Betzi/1/14


Betzi ou L’Amour comme il est : Roman qui n’en est pas un ; précédé d’Entretiens philosophiques et politiques
A.-A. Renouard (p. 253-258).
Livre I


CHAPITRE XIV.


Suites singulières de la seconde Épreuve.




Suivant la marche commune des Romans, l’on ne manquera pas sans doute de présumer qu’ici l’histoire de notre héros est bien près de toucher à sa fin ; que le seul obstacle qui s’opposait à son bonheur écarté subitement, plus amoureux que jamais, Séligni ne tardera pas à consoler Betzi de l’ami qu’elle vient de perdre, et que leur réunion sera bientôt d’un bonheur trop parfait pour ne pas risquer d’endormir l’historien et ses lecteurs, si l’on ne se hâte pas d’en terminer promptement le récit.

Ce qu’il y a de vrai dans cette conjecture, c’est que depuis le premier instant de leur liaison, Séligni n’avait jamais été plus sérieusement épris des charmes de sa maîtresse ; que tout homme sensible, l’eût-il vue ce jour-là pour la première fois, en eût sans doute été touché comme lui. Il n’est rien qui n’ajoutât dans ce moment à la séduction naturelle de tout son être : ces cheveux épars dans le désordre le plus touchant, cette robe blanche si négligée, mais en même temps si simple et si décente ; l’expression de la pitié la plus tendre, de la douleur la plus profonde, mais d’une douleur qui n’avait rien à se reprocher : ne pouvait-elle pas s’applaudir en effet de tous les sacrifices obtenus de son cœur pour prévenir la résolution funeste dont elle-même avait failli d’être la victime ? Le danger si près de l’atteindre semblait répandre un nouvel intérêt sur ses jeunes destinées. Et ce dernier hommage, le dernier dévouement d’un homme si généreux, si passionné, s’immolant tout entier à son amour pour elle, prêtait encore à tous ses traits un caractère de dignité, qui sans les rendre moins doux, y mêlait je ne sais quoi d’imposant et de céleste.

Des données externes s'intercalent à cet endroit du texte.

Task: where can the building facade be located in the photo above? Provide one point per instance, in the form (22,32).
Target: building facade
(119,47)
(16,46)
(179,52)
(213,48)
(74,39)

Quelque vives et quelque profondes que fussent toutes ces impressions sur le cœur de Séligni, j’ai lieu de penser que, pour l’instant du moins, elles suspendirent le trouble de ses sens. Peut-être n’avaient-ils jamais éprouvé près d’elle le même calme, ou si vous voulez, la même stupeur. N’est-il pas des circonstances qui dans tes liaisons les plus intimes inspirent plus de procédés que de sentiment, où les sentimens font évanouir le charme des sensations les plus vives ? Séligni ne pouvait refuser à la confiance de Betzi tout l’intérêt de l’estime et de l’admiration la plus tendre ; mais en secret ne s’y mêlait-il pas quelques soupçons de jalousie, excités plutôt peut-être par la violence des transports qui venaient de décider du sort de son rival, que par la franchise même des aveux et des regrets de Betzi ? N’est-il pas encore assez naturel de supposer que, sans se l’avouer peut-être à lui-même, noire philosophe fut épouvanté dans ce moment du terrible empire que pouvait exercer l’amour sur les ames les plus fortes ? Ces différentes suppositions me semblent assez probables, et la réalité de l’une n’exclut point du tout la réalité de l’autre. Rien de plus commun dans les romans, rien de plus rare dans la nature que des affections simples et parfaitement déterminées ; il y a toujours dans les mouvemens les plus vrais de notre sensibilité quelque chose de vague et d’implexe qu’on altère plus ou moins en voulant le définir.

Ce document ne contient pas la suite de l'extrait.